As the series shifts back to Charlotte, the Hornets face a seemingly impossible task. If they want to win even a game, they need to take a look at what went wrong (and right!) in the first two.
Charlotte’s return to the postseason has not gone exactly according to plan. After an abysmal 123-91 loss in Game 1, they managed to put together a 12-point loss in Game 2. The season hangs in the balance as the series shifts back to Charlotte, and the Hornets are left searching for answers: what went wrong in Miami?
The Heat’s, uh, Hot Shooting
Charlotte’s defense in the series hasn’t lived up to Steve Clifford’s high expectations, but no one was expecting the Heat to be shooting so well. The Heat were one of the worst three-pointing shooting teams in the league during the regular season, but they’ve shot 18-34 (53%) during the playoffs. Luol Deng has hit everything he’s looked at, Dwyane Wade is dominating his defender on post-ups, and Hassan Whiteside is channeling the spirit of a younger Shaquille O’Neal, shooting 17-19 in the series. There have been flaws in Charlotte’s normally stout defense, but the Heat have been scoring at what is (probably) an unsustainable rate.
Die by the Three, or Marvin Williams’ Revenge
The Hornets were fourth in the league in three-pointers made during the regular season, but they’ve gone remarkably cold against the Heat. After shooting an ugly 6-17 during the first matchup, they shot an even uglier 1-16 in the second. The Heat deserve some credit for that, but just like Miami’s shooting, this seems unsustainable.
The other issue for Charlotte has been Marvin Williams’ shooting – he hit one shot in the first game and was 0-10 from the field and 0-2 from the line on Wednesday night. Williams was a solid stretch four for most of the year, but it might be time to try something different for the next game. Al Jefferson has played well, but he probably can’t stay on the floor when the Heat go small – especially if they put Justise Winslow at center again. The only tangible thing provided so far by Frank Kaminsky in this series has been proof that he shouldn’t have been picked over Winslow. Spencer Hawes saw some time on Wednesday after Nicolas Batum’s injury, and will probably play more in Game 3.
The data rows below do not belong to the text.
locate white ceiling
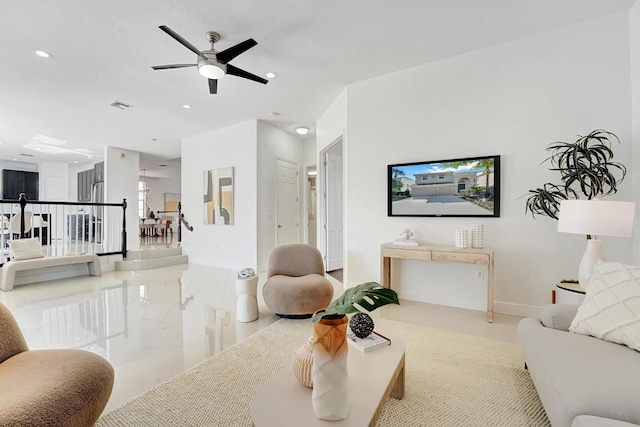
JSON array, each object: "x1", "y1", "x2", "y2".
[{"x1": 0, "y1": 0, "x2": 634, "y2": 176}]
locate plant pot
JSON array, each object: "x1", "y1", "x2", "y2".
[{"x1": 311, "y1": 312, "x2": 349, "y2": 420}]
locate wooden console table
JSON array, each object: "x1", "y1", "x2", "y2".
[{"x1": 380, "y1": 243, "x2": 495, "y2": 323}]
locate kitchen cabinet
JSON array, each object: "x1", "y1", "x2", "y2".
[
  {"x1": 94, "y1": 161, "x2": 104, "y2": 183},
  {"x1": 77, "y1": 169, "x2": 95, "y2": 202}
]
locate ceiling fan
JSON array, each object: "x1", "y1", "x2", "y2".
[{"x1": 151, "y1": 25, "x2": 268, "y2": 94}]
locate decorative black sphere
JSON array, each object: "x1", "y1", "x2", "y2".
[{"x1": 349, "y1": 312, "x2": 375, "y2": 338}]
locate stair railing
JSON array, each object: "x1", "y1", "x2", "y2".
[
  {"x1": 177, "y1": 202, "x2": 193, "y2": 243},
  {"x1": 1, "y1": 193, "x2": 127, "y2": 264}
]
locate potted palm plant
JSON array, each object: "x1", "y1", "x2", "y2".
[{"x1": 524, "y1": 129, "x2": 627, "y2": 219}]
The Hornets don’t have too many options in the front court, and the Batum injury gives them even less. Still, it’s hard to believe that this is the best one:
Despite both losses being ugly and miserable, there have been some silver linings, even if they are razor thin. The shooting of both teams is so far off their season averages that it stands to reason that both will regress toward the mean, even if only slightly. The Hornets also started off very well on Wednesday and, after getting down big in the third quarter, managed to fight back and make it look like an actual game. There are reasons to have some hope. At least, there were before the news that Nicolas Batum will likely miss the rest of the series. Still, let’s look at some positives.
Charlotte’s Rebounding Rebounds
Rebounding was yet another area that the Hornets expected to have an advantage in, only to end up losing. In the regular season, Charlotte pulled in a league-leading 79.8% of the available defensive rebounds. Meanwhile, the Heat were exactly at the league average when it came to offensive rebound rate. Charlotte was expected to limit Miami’s second chances and limit their chances to score. Instead, the Heat grabbed 14 offensive boards in the first game, compared to 21 defensive rebounds for Charlotte. In other words, Miami grabbed 40% of their own misses – if they didn’t score the first time, they had almost a 50/50 shot of getting the ball back immediately.
Game 2 saw a reversal of that trend – the Heat only grabbed 3 offensive rebounds and the Hornets managed 15, several of which came on the Marvin Williams/Cody Zeller comedy of errors seen above. Of course, it’s hard to grab offensive rebounds when you’re already making 57.9% of your shots from the field. Assuming Miami’s shooting cools off, the shift in the battle on the boards bodes well.
Back in Buzz City
A 2-0 series deficit is bad, but losing both away games isn’t exactly unprecedented. As the series comes back to Charlotte, the Hornets will need to protect their honeycombed home court if they want to have any chance of winning the series. There is reason for hope here – the Heat were bad on the road this year, with a record of 20-21 away from Miami. The Hornets managed a 30-11 home record in the regular season. If there’s any reason for optimism after the two ugly games in Miami, this is a big one. A hostile environment might be just enough for the Heat to slow down a bit.
Things look bad.To be perfectly honest, they are. With Batum likely missing the series, it may seem impossible. But this isn’t over yet. The Hornets have a chance. If they can’t win the series, they can at least win one game and keep some of their pride.
Game 3 is on Saturday. The Hornets have their work cut out for them.